Nicholas Opoku

Personal information
- Date of birth: 11 August 1997 (age 28)
- Place of birth: Kumasi, Ghana
- Height: 1.90 m (6 ft 3 in)
- Position: Defender

Team information
- Current team: Las Palmas

Senior career*
- Years: Team / Apps / (Gls)
- Kumasi Corner Babies
- 2016–2017: Berekum Chelsea / 19 / (1)
- 2017–2018: Club Africain / 18 / (0)
- 2018–2021: Udinese / 19 / (0)
- 2020–2021: → Amiens (loan) / 34 / (0)
- 2021–2024: Amiens / 65 / (0)
- 2024–2026: Kasımpaşa / 57 / (0)
- 2026–: Las Palmas / 0 / (0)

International career^{‡}
- Ghana U17
- Ghana U20
- 2017–: Ghana / 18 / (0)

= Nicholas Opoku =

Ghanaian footballer

Nicholas Opoku (born 11 August 1997) is a Ghanaian professional footballer who plays as a defender for club Las Palmas. He has also been capped at the international level.

==Club career==
Opoku started his career with Kumasi Corner Babies, before moving to top-tier club Berekum Chelsea. On 11 August 2017, he signed a three-year deal with Tunisian club Club Africain. After unpaid wages, he terminated his link with the latter club (which was later sentenced by the Court of Arbitration for Sport to pay him US$279,500 in April 2021) in June 2018.

On 13 July 2018, Opoku signed with Serie A side Udinese until 30 June 2022. He made his debut in Europe on 26 August, replacing Valon Behrami late into a 1–0 home win over Sampdoria.
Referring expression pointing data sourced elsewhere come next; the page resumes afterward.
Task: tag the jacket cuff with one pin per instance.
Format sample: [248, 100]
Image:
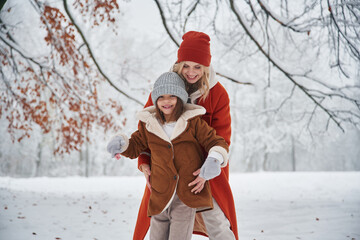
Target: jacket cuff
[223, 152]
[144, 158]
[126, 140]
On 28 January 2020, Opoku joined Ligue 1 club Amiens on loan with an option to buy until 30 June 2020. Despite suffering relegation, his loan was renewed for a further year on 28 August, and he signed a permanent deal with the club in June 2021.
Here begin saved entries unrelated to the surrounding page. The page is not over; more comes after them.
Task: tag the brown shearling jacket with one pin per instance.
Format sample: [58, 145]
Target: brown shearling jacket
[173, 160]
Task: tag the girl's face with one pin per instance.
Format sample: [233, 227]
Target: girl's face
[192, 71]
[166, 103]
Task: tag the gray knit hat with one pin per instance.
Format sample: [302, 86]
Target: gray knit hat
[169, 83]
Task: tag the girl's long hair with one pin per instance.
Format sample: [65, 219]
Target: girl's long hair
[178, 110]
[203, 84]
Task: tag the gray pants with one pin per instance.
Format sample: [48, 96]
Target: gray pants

On 19 August 2024, Opoku agreed to a two-year contract with Turkish side Kasımpaşa. On 7 August 2026, he switched teams and countries again, signing a deal of the same duration with Segunda División side Las Palmas.

==International career==
Opoku was a part of the Ghana under 17 squad that competed in 2013 African U-17 Championship. He has also represented the Ghana under-20 team.

In July 2017, Opoku made his senior international debut in a 2–1 defeat against United States. He came as a 38th minute substitute for Rashid Sumaila following his knee injury.